Single by Kylie Minogue

from the album X
- Released: 28 July 2008
- Genre: Europop; electronica; electropop; synth-pop;
- Length: 4:05 (album version); 3:36 (edit); 3:42 (remix);
- Label: Warner Music Australia; Parlophone;
- Songwriters: Kylie Minogue; Richard "Biff" Stannard; James Wiltshire; Russell Small; John Andersson; Johan Emmoth; Emma Holmgren;
- Producers: Richard "Biff" Stannard; Freemasons;

Kylie Minogue singles chronology
| "All I See" (2008) | "The One" (2008) | "Lhuna" (2008) |

Music video
- "The One" on YouTube

= The One (Kylie Minogue song) =

2008 single by Kylie Minogue

"The One" is a song by Australian singer Kylie Minogue from her 10th studio album, X (2007). It was written by Minogue, Richard Stannard, James Wiltshire, Russell Small, John Andersson, Johan Emmoth and Emma Holmgren, while production was handled by Stannard and Freemasons. The song was released as the fifth and final single from X on 28 July 2008 by Warner Music Australia and Parlophone.

"The One" was originally performed by dance music group Laid and Emma Holmgren, but decided to give it to Minogue. For "The One", there are two official composition mixes. The album edit is a midtempo synthpop song, while the single remix is a more upbeat dance-pop song. Freemasons decided to remix the original song for single release. Lyrically, the song is directed at a lover, telling him that she is the one and wanting him to love her.
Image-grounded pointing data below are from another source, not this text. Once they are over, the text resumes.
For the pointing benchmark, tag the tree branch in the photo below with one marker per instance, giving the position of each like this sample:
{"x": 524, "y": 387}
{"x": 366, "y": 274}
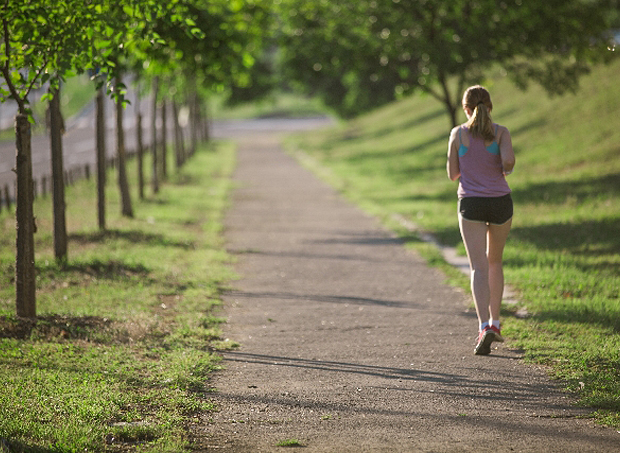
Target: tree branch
{"x": 6, "y": 69}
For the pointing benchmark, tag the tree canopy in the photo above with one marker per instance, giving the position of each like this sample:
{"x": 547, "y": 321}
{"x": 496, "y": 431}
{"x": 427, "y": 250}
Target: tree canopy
{"x": 358, "y": 54}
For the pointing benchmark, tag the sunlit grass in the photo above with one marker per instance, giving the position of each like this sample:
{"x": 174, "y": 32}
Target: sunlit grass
{"x": 563, "y": 255}
{"x": 118, "y": 357}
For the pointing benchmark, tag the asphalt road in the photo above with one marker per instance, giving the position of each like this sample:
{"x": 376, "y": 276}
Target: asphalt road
{"x": 350, "y": 343}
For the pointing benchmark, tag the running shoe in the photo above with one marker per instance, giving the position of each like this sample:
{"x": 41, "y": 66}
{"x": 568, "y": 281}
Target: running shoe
{"x": 483, "y": 344}
{"x": 498, "y": 334}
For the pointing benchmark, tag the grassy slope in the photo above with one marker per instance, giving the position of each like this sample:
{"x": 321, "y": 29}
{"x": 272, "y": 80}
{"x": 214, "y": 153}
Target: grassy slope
{"x": 564, "y": 251}
{"x": 118, "y": 358}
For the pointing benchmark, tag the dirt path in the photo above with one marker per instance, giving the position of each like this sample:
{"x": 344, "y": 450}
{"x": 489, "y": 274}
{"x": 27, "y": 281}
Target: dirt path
{"x": 350, "y": 343}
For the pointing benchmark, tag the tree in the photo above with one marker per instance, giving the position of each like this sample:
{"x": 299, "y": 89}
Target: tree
{"x": 58, "y": 183}
{"x": 40, "y": 43}
{"x": 360, "y": 54}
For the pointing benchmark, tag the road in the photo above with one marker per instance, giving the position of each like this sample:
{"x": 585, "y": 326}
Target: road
{"x": 350, "y": 343}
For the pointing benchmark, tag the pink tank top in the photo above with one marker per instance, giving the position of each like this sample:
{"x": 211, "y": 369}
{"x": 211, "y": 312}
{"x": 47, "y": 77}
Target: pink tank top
{"x": 481, "y": 168}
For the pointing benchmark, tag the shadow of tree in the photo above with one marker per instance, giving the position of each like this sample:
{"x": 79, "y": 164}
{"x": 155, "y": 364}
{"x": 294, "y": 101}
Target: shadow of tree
{"x": 557, "y": 192}
{"x": 133, "y": 236}
{"x": 586, "y": 238}
{"x": 53, "y": 327}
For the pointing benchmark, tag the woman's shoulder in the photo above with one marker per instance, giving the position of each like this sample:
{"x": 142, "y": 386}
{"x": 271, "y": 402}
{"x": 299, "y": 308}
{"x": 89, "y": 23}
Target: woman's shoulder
{"x": 500, "y": 129}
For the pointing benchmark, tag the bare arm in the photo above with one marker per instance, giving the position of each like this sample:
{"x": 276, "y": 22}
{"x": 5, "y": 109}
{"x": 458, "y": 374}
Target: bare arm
{"x": 452, "y": 165}
{"x": 506, "y": 152}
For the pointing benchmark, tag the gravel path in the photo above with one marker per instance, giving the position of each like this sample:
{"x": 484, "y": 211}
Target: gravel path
{"x": 350, "y": 343}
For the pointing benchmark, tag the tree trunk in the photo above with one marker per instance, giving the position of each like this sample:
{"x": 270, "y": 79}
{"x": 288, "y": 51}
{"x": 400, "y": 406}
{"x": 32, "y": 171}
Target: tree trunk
{"x": 164, "y": 141}
{"x": 178, "y": 136}
{"x": 24, "y": 266}
{"x": 205, "y": 123}
{"x": 101, "y": 157}
{"x": 58, "y": 183}
{"x": 140, "y": 151}
{"x": 155, "y": 180}
{"x": 123, "y": 184}
{"x": 193, "y": 104}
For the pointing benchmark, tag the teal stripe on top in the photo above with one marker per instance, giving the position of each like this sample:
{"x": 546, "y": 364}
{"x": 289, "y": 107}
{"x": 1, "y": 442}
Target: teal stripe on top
{"x": 493, "y": 148}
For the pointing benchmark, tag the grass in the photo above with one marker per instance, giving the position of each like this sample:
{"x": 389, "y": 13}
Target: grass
{"x": 277, "y": 105}
{"x": 563, "y": 255}
{"x": 119, "y": 355}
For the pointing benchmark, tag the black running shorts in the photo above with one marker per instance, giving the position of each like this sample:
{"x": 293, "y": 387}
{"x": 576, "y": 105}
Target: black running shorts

Commercially, the song was not successful in the music charts, due to very limited promotion. The song only reached the top of the airplay chart in New Zealand and peaked at number 10 on the dance chart in Australia. In Europe, the song managed to chart inside the top 10 in Slovakia, and reached number 36 in the United Kingdom. The song has featured in several concerts since its release, most recently being performed on Minogue's 2025 Tension Tour.

==Background==
"The One" was officially announced as the fourth and last official single from Minogue's tenth studio album X (2007). "The One" was originally performed by dance music group Laid and Emma Holmgren, but they eventually gave it to Minogue to record. Their version managed to appear on the dance compilation Mastercuts: Funky House in 2006. The song was recorded and produced in Brighton, England where they came with other songs with other producers, one being "In My Arms". Minogue's version, however, features new verses than the original recorded.
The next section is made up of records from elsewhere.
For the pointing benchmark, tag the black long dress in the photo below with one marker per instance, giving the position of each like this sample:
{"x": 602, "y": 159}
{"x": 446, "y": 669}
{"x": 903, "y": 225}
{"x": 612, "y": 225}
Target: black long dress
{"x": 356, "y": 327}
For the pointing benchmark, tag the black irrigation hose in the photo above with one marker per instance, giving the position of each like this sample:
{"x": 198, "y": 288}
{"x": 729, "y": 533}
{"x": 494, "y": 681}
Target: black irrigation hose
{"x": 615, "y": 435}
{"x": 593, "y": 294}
In an interview with Russell Small, a producer of the album, on UK TV station Channel 4, he revealed that the album had suffered a delay. The main reason why was that when they sent "The One" to Stannard, they did not receive it back and waited for a total of 10 months. He explained; "We co-produced a track for her new album called 'The One' with a guy called Biff Stannard who writes for Spice Girls and has a couple of other tracks on the Kylie album. We sent the track away a year ago and didn't hear anything for about ten months, by which point we were trying to pull it back because we wanted it on our own record, but the day before we finalized our album we found out it had been accepted out of the hundreds of tracks submitted for Kylie." It was later announced that "The One" would be the last single from the album.

==Composition==

After its completion, "The One" was mastered by Geoff Pesche and mixed by Ash Howes. The song was recorded in a studio, which was set up in Brighton, England, where other songs (including "In My Arms") were recorded. Musically, the album version is a synth-pop, Europop, electronica and electropop-influenced song. However, the remix version of the song is a more uptempo dance-pop song. According to the music sheet at MusicNotes.com, which was published by Sony/ATV Music Publishing, the song is written in the key of D major. The song's beat is set in common time, and moves at a tempo of 123 beats per minute. Minogue's vocals span from the note of F♯3 to the note of D5.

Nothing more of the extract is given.